Barnet council has already privatised social care for adults with disabilities, housing options, parking services, revenues and benefits, IT services, HR and payroll, pensions, health and safety, finance, estates, property services, procurement service, environmental health, planning, building control, Hendon cemetery and crematorium, highways services, trading standards and licensing, legal services, registrars and nationality services, CCTV, the music trust, public health and mortuary services.

They now seek to privatise early years children's centres, library services, adults and community services, street scene services, education and skills, and school meals.

Barnet council has branded this final phase as becoming the “Commissioning Council” — they aim to become the first council to solely function to commission privatised services.

Unison Branch Secretary John Burgess said: “Our members want to work for the Council, they want to be directly accountable to the residents of Barnet. Our members don’t want to work for an employer which will have to place the shareholders’ legal demands before local residents’ needs. Our members don’t want to work for an employer which uses zero hours contracts. Our members don’t want to work for an employer which will not pay the London Living Wage as a basic minimum. Our members don’t want to work for an employer which won’t allow their colleagues to belong to their Pension Scheme, and our members don’t want to work for an employer which will take jobs out of the borough.”

Workers will be on picket lines at Barnet House from 7am, Mill Hill Depit from 6am, and East Finchley Library from 9am.

A rally will be held outside Barnet House at 12pm and all are encouraged to attend and show support.

• Messages of solidarity to Barnet Unison

100 days on strike

Strikers at the National Gallery, London, will mark 100 days on strike on Thursday 24 September by releasing 100 balloons in Trafalgar Square.

The event will form part of a day of action against the privatisation of gallery services, and in support of strikers, and will involve a rally in Trafalgar Square at 1 pm.

On Friday 2 October at 5.30pm National Gallery strikers will host a “poetry on the picket line” event, with poets performing on the picket line in support of the strike.

PCS has now secured talks with the new gallery director and hopes to make progress, but pressure will need to be kept up to make the gallery back down on privatisation.

Win on pay in Bromley

Refuse workers in the London borough of Bromley have secured an increased pay offer after strikes.

Members of Unite struck for three days on 24 August and 3 and 4 September over a 1% pay offer from contractor Veolia. Following talks this has been upped to 2%, backdated to April 2015, which has been accepted by the workers. Unite says they also gained significant increases in sick pay.

Unite national officer for local government Fiona Farmer said: “It is ‘a smell the coffee’ moment for those outsourcing companies which view local government contracts as a massive money-spinner at the expense of those that actually do the work on behalf of the local communities.”

Refuse services in Bromley were outsourced as part of Bromley's plans to become a “commissioning council” in a similar way to Barnet.

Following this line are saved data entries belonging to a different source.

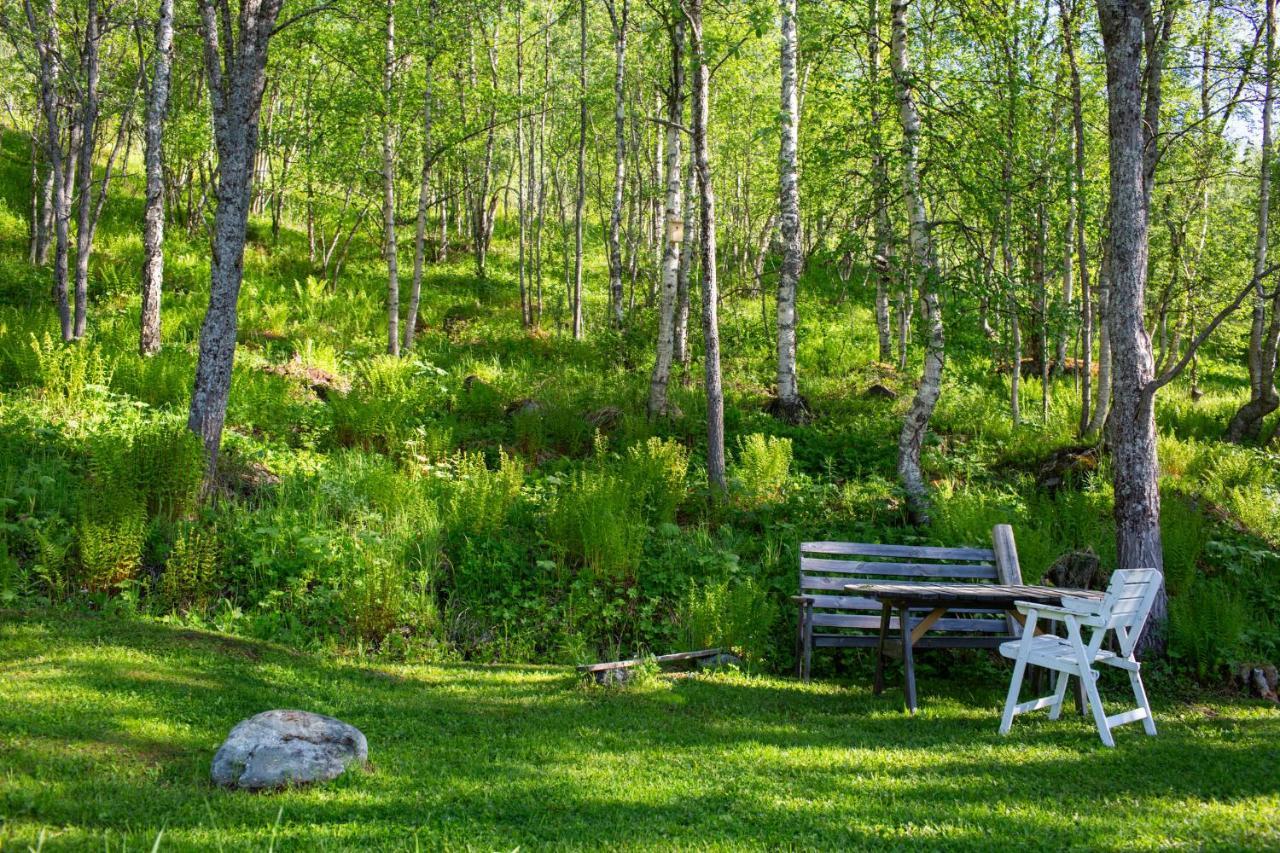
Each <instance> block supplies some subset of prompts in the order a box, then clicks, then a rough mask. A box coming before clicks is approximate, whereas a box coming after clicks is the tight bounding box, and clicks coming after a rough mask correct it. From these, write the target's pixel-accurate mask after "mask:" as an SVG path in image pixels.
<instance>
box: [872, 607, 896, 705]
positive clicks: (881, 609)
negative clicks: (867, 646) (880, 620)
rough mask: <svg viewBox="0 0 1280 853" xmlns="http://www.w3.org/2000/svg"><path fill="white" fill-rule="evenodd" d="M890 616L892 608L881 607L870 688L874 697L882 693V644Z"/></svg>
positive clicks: (883, 684) (886, 637)
mask: <svg viewBox="0 0 1280 853" xmlns="http://www.w3.org/2000/svg"><path fill="white" fill-rule="evenodd" d="M892 616H893V608H892V607H890V606H888V605H884V606H883V607H881V637H879V643H878V644H877V646H876V683H874V684H873V686H872V693H874V694H876V695H879V694H881V693H883V692H884V642H886V640H887V639H888V624H890V619H891V617H892Z"/></svg>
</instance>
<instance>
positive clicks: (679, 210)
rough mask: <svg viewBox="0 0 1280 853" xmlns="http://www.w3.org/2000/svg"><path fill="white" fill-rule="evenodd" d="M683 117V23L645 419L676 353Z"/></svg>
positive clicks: (680, 239)
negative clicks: (652, 363)
mask: <svg viewBox="0 0 1280 853" xmlns="http://www.w3.org/2000/svg"><path fill="white" fill-rule="evenodd" d="M684 114H685V22H684V18H677V19H676V20H675V22H672V23H671V85H669V87H668V90H667V122H668V124H667V127H666V133H667V145H666V156H667V205H666V209H667V215H666V223H667V236H666V241H664V242H666V250H664V251H663V255H662V286H660V289H659V293H658V347H657V355H655V357H654V364H653V374H652V377H650V379H649V410H648V411H649V418H650V419H653V418H662V416H664V415H666V414H667V412H668V403H667V386H668V384H669V382H671V362H672V360H673V357H675V351H676V307H677V297H678V292H677V284H678V278H680V254H681V247H682V245H684V241H685V234H684V231H685V213H684V199H682V197H681V196H682V190H684V175H682V174H681V138H680V128H678V124H680V120H681V118H684Z"/></svg>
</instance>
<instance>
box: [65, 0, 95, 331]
mask: <svg viewBox="0 0 1280 853" xmlns="http://www.w3.org/2000/svg"><path fill="white" fill-rule="evenodd" d="M97 15H99V13H97V0H88V6H87V8H86V10H84V50H83V56H82V59H81V61H82V65H83V74H84V81H83V87H84V88H83V92H82V95H81V96H82V99H83V101H82V102H81V119H79V127H81V146H79V163H78V164H77V169H78V173H79V175H78V182H79V186H81V193H79V206H78V210H77V215H76V323H74V327H73V329H72V337H74V338H76V339H79V338H82V337H84V327H86V323H87V319H88V260H90V255H91V252H92V251H93V150H95V147H96V142H97V111H99V104H97V96H99V92H97V87H99V77H100V67H99V61H97V58H99V47H100V45H101V41H102V40H101V33H100V31H99V24H100V22H99V17H97Z"/></svg>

Privatisation is continuing with parks services recently privatised and other services due to be sold off soon.

Tube talks continue

Talks between Tube unions and London Underground bosses are ongoing, as disputes over rostering, staffing levels, pay, and other issues continue.

Strikes in July and August forced a series of concessions from the company, including a commitment that station staff recently recruited on fixed-term contracts will be retained permanently, and a promise that new rosters will retain existing levels of weekends off for most staff. However, activists are urging unions to tell the company that the clock is ticking. Rank-and-file bulletin Tubeworker said: “No-one wants talks to plod along indefinitely. If LU appears unlikely to concede much more than it has currently, we need to either give up, or step up. We believe we should do the latter!”